Another piece of advice is “fake it until you make it.” Most of us have felt like an imposter before, but remember: your mindset, body language and actions have a large effect on who you are, what you will become and how people see you. If you don’t see yourself where you want to be, it will be difficult for others to do so. One day you will realize that you have indeed made it.
What are your hobbies?
When I’m not playing with my two daughters, I enjoy playing golf and video games. I also like composing music and singing. I find I get some of my best scientific ideas when I’m not doing science at the time. For example, I was with my first daughter instead when I came up with my thesis project.
What was the last book you read?
I’m a big fan of the children’s books Peak a Who? and The Monster at the End of this Book. Before I Fall Asleep by S. J. Watson was the last book I read for myself. It is about a woman who loses her memory every time she goes to sleep. It was a nice “suspend reality and enjoy something” kind of a book for me.
Do you have any heroes, heroines, or role models? If so, describe how they have influenced you?
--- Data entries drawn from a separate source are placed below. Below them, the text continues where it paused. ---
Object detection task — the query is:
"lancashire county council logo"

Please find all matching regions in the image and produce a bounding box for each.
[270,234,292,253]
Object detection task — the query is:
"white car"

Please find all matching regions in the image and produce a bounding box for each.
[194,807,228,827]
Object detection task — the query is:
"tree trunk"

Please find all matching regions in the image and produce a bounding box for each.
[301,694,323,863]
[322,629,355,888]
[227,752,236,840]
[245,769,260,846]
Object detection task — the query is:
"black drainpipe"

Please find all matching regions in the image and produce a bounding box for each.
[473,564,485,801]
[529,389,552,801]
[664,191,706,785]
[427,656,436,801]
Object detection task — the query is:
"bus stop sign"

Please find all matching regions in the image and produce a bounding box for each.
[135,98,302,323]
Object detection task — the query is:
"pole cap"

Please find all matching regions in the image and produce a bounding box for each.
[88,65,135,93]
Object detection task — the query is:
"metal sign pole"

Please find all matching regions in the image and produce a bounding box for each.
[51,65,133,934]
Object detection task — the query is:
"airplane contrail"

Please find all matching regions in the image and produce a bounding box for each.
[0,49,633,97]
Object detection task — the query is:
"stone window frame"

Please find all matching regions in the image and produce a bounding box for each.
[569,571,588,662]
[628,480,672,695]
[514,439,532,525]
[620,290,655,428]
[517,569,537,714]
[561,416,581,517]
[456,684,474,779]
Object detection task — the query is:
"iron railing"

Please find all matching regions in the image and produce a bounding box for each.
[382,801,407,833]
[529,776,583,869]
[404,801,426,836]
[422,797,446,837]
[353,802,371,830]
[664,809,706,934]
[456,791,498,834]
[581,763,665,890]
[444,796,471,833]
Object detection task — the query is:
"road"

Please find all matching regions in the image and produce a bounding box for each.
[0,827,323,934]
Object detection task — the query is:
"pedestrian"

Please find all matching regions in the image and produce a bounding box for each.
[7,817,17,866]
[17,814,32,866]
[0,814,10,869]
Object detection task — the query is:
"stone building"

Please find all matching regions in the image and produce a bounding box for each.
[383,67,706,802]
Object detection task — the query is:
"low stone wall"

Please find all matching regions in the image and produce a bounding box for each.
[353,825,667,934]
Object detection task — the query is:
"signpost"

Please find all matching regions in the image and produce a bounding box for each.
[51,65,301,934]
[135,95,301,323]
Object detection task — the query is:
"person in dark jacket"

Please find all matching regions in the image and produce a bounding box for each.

There are several people and groups of people from whom I draw inspiration, comfort and strength. One person is Dr. Patricia Phelps. While at UNC, she was a leader in creating new opportunities in academia for all students. She was someone who broke down the barriers between graduate students and PIs, and a champion of the graduate process. She was one of the first people in graduate school to be in my corner and one of the first people to make me think about myself as having a name that carried scientific weight. In a sense, to brand myself and to build and believe in that brand. It gave me more confidence, and in turn, my skills followed. Another person is Dr. Francis Collins for his efforts in pointing out that faith and science do not have to be enemies. Finally, the young patients at St. Jude for showing strength daily through all that they endure.
What is it that keeps you working hard and studying science every day?
Loving what I do is the number one thing that keeps me motivated. Second, discovering something new, which is one of the best feelings a person can have. The last motivation is seeing the kids at St. Jude Hospital, who are daily reminders of what we do in the lab can and does make a difference.